Ambos se conocieron cuando Palmero era un inquieto adolescente que acudía a la escuela de teatro de Onda, donde Costa era profesor. Además de iniciarle en las artes escénicas, se convirtió en un apoyo personal y le insistió para que orientara su vida hacia la interpretación, algo que ocurrió desde muy joven. “Con 19 años ya tenía mi primer papel en una serie de lo que entonces era Canal 9, luego vinieron otras en cadenas nacionales y me fui a vivir a Madrid. Así que me fue fácil identificarme con ese cambio vital que está viviendo Johnny, que a veces se siente como fuera de contexto”, explica Palmero. También ha tenido oportunidad de acercarse a los conflictos de identidad sexual gracias a su papel en La que se avecina, sitcom donde da vida a la transexual Alba Recio. “Ahí usamos el humor, porque estamos dentro de una comedia, pero hemos tenido oportunidad de visibilizar y normalizar a un colectivo que hace unos años era prácticamente invisible en la ficción”, explica el actor valenciano.

Una ficción absolutamente realista y de plena actualidad

La progresiva apertura de miras hacia la identidad sexual y de género convierte a Johnny Chico en una pieza completamente oportuna, que no oportunista. “La obra se escribió en los años 90, en Australia, en un contexto totalmente distinto. Y empezamos a trabajar en este proyecto en 2018, así que ha sido pura casualidad que el espectáculo vuelva al escenario justo ahora, cuando se está debatiendo una ley que trata precisamente estos temas”, comenta Palmero.

Johnny Chico recrea el viaje interior y de autodescubrimiento que realiza un joven capaz de agredir a homosexuales para agradar a su mejor amigo, de quien está secretamente enamorado. Un choque entre su interior y exterior que da lugar a momentos crudos, que contrastan con la belleza y la poética de la puesta en escena.

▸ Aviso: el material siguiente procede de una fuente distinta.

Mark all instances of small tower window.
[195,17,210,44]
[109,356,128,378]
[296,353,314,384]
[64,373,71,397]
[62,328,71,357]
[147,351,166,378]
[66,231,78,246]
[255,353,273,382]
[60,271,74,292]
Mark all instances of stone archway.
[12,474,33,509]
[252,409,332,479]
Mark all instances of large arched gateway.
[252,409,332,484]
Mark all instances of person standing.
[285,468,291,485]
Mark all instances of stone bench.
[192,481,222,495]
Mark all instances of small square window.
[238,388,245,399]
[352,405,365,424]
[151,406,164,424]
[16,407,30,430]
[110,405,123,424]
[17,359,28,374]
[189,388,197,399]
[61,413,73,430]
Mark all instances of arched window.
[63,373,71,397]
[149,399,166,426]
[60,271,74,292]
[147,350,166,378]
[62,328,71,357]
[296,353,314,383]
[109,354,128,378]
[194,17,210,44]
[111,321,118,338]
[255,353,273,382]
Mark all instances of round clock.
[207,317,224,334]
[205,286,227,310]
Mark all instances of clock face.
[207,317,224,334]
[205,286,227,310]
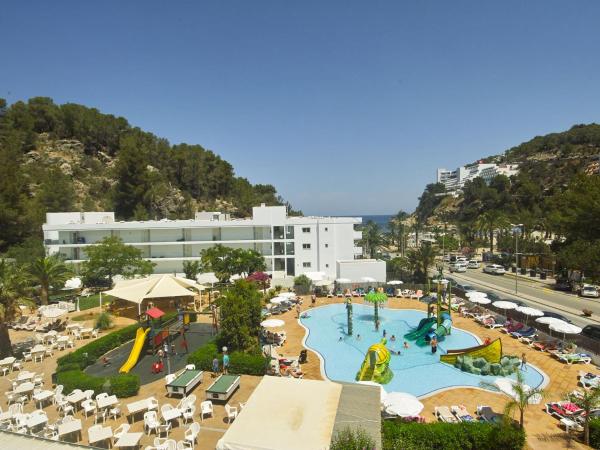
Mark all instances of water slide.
[404,317,437,340]
[417,319,452,347]
[119,327,150,373]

“He trabajado con maestros de la escena valenciana, como Carles Alberola, Gema Miralles o Chema Cardeña. Y he aprendido lo importante que es no aburrir nunca al público. En esta ocasión tenía a un solo actor para dar vida a toda una historia, un relato que va in crescendo y donde no nos podíamos permitir que los espectadores desconectaran ni un momento. Así que nos hemos apoyado en la iluminación, el vestuario, la escenografía y la música para que no haya ningún corte, para que la transición del personaje y del público vayan de la mano”, describe el director de la obra. Un montaje que Costa está convencido de que cumple con el cometido de despertar conciencias: “estamos súper orgullosos de que la gente conecte, se emocione, se identifique con la obra”. No en vano, el conflicto de identidad sexual marca a un personaje que sufre muchas otras desorientaciones, que no termina de decidir quién es o hacia dónde camina, que se siente abocado al desastre. Algo muy común en varias fases de la vida, sobre todo la juventud. “Pero que en tiempos de COVID también es muy actual”, sostiene Costa.

Precisamente, el confinamiento por la crisis sanitaria frenó la exhibición de un espectáculo gestado en Valencia, con equipo valenciano, y que la formación Moriarty & Holmes retoma ahora, con la presentación en Sala Russafa del 14 al 24 de enero, de jueves a domingo. Las funciones tienen un aforo reducido y horario adaptado para cumplir la vigente normativa de la Generalitat, además de un protocolo de higiene que hace del teatro un espacio seguro. Es la primera parada de una gira que llevará la pieza por otras localidades de la Comunitat (el 26 febrero visitará Onda) y España.